There are a few key ingredients needed for a successful road trip – Patience. Determination. A sense of adventure. Good music. I’ve always enjoyed road trips much more than flights. You have the opportunity to see parts of the country that only a few may experience if you know where to look. Back roads provide a window into the history and development of rural America that has been lost in the age of cheap flights and fast travel. If you take those ingredients and plan your road trip around them, the veritable amount of treasures you will discover is incredible. Every abandoned farm, vine covered and long shuttered tells a story. Each business with its dust stained windows and antiquated signs is a tale of change. Something not visible from 30,000 feet.
With a “short” drive of only six and a half hours ahead of me, I planned my route with those aspects in mind. I departed the sunny skies of Florida with bated breath, the horrors of my first camping excursion still fresh in my mind, and began to mentally prepare myself for any mishaps that came with my next challenge. The destination was Sumter National Forest in western South Carolina, an environment wholly different from my last few days of bright skies and sandy beaches. Hugging the coast along 95 until Savannah, I started pulling west away from the truck stops and towns that dot the interstate bound for lost ideas and forgotten towns.
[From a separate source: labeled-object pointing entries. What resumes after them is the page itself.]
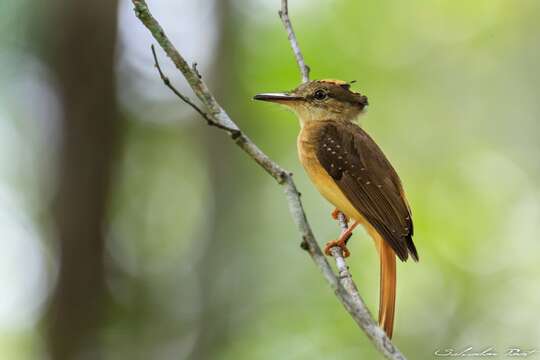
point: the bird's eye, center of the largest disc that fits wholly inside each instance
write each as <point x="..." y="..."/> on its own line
<point x="320" y="95"/>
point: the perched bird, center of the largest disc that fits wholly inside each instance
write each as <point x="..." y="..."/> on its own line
<point x="352" y="173"/>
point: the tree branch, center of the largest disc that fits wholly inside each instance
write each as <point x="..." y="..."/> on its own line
<point x="343" y="286"/>
<point x="284" y="15"/>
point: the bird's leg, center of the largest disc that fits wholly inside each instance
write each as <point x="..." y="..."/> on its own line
<point x="341" y="242"/>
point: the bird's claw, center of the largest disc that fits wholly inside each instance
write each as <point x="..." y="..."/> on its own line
<point x="335" y="215"/>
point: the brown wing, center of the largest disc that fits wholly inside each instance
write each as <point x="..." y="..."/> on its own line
<point x="369" y="182"/>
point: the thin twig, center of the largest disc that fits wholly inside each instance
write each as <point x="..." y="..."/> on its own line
<point x="284" y="15"/>
<point x="354" y="305"/>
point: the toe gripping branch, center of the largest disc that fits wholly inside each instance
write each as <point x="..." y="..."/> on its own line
<point x="344" y="237"/>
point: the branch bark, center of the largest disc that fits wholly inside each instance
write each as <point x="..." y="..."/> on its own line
<point x="343" y="286"/>
<point x="284" y="15"/>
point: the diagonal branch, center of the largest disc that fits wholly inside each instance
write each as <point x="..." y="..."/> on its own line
<point x="217" y="115"/>
<point x="234" y="132"/>
<point x="284" y="15"/>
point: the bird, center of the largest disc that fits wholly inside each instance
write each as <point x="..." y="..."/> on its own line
<point x="350" y="170"/>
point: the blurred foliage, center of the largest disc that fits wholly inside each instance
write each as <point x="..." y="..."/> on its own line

Farmlands mixed with sleepy towns of no more than a thousand people for hours on end greeted me as a pushed further into my trip. The drive was absolute serenity. No worries of semi’s with their sleepy eyed drivers swerving into me or traffic when they swerved into someone else, I felt a thrill of just being able to enjoy the drive itself. Outside of the scenery, however, lay remnants of the old ideals that have so long permeated southern culture. Growing up in rural southeast Texas, I am well accustomed to the evils of racial ideologies and the damages they have wrought. I was fortunate to escape that at a young age, but the density of it all came rushing back, interrupting the allure this detour carried.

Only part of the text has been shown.